Most clinical trials evaluating treatments for alcohol use target individuals meeting diagnostic criteria for alcohol use disorder (AUD), but few address change in diagnostic status following treatment or as a potential outcome indicator. This study evaluated whether DSM-5 AUD total criteria count or severity category was sensitive to change over time and treatment effects.
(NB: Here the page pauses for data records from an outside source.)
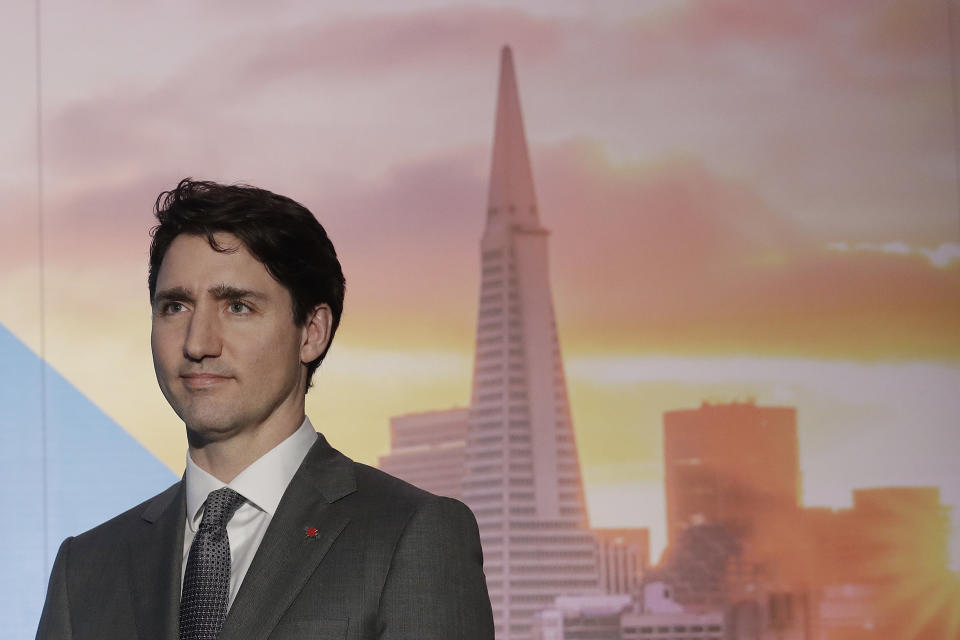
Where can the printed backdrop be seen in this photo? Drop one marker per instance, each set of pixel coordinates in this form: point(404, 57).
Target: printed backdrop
point(747, 201)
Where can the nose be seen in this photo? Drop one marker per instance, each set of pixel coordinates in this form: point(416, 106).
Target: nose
point(203, 338)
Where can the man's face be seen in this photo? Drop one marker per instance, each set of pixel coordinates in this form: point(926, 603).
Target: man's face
point(225, 346)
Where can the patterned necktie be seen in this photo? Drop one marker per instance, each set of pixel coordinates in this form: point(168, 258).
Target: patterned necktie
point(206, 583)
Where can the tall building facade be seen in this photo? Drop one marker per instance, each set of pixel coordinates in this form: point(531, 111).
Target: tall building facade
point(623, 557)
point(522, 476)
point(736, 465)
point(427, 449)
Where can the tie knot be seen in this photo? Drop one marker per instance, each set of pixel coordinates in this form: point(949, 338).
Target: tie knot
point(220, 507)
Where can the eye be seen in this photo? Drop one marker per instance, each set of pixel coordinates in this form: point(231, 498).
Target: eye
point(170, 308)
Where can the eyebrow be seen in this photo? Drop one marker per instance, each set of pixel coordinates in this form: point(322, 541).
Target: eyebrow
point(218, 292)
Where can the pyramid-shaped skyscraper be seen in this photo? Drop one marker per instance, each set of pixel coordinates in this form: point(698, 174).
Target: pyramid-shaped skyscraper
point(522, 471)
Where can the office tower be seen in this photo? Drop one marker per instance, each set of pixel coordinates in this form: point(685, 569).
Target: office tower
point(623, 556)
point(427, 449)
point(736, 465)
point(522, 472)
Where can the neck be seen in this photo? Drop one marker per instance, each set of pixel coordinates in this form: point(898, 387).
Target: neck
point(225, 459)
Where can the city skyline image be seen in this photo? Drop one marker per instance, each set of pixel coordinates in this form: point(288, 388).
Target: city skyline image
point(741, 543)
point(667, 293)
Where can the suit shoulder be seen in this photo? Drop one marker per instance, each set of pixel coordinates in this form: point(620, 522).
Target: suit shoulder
point(380, 483)
point(120, 526)
point(401, 496)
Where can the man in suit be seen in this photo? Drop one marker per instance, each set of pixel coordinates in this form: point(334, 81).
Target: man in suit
point(271, 533)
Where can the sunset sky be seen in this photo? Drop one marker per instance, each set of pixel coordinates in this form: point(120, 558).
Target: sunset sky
point(746, 200)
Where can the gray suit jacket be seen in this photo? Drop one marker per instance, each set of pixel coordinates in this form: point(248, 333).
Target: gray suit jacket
point(388, 561)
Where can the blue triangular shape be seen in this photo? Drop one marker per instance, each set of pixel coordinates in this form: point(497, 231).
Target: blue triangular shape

Data were drawn from a randomized clinical trial that evaluated the efficacy of computer-based cognitive behavioral therapy program (CBT4CBT) for AUD. Sixty-eight individuals were randomized to 1 of the 3 weekly outpatient treatments for an 8-week period: (i) treatment as usual (TAU), (ii) TAU+CBT4CBT, and (iii) CBT4CBT+brief monitoring. Structured clinical interviews were used to determine current (past 30days) AUD diagnosis at baseline, end-of-treatment, and 6months following end-of-treatment. Change in the total number of DSM criteria endorsed, as well as severity categories (mild, moderate, severe), was evaluated across time and by treatment condition. Generalized Poisson's linear mixed models revealed a significant reduction in the number of DSM criteria from baseline to treatment end point [time effect χ2 (1)=35.54, p<0.01], but no significant interactions between time and treatment condition. Fewer total criteria endorsed, as well as achieving at least a 2-level reduction in AUD severity category at end-of-treatment, were associated with better outcomes during follow-up. Chi-square results indicated a greater proportion of individuals assigned to TAU+CBT4CBT had at least a 2-level reduction in severity category compared to TAU, at trend-level significance [χ2 (2, 54)=5.13, p=0.07], consistent with primary alcohol use outcomes in the main trial. This is the first study to demonstrate change in DSM-5 AUD total criteria count, as well as severity category, in a randomized clinical trial. These findings offer support for their use as a potential clinically meaningful outcome indicator.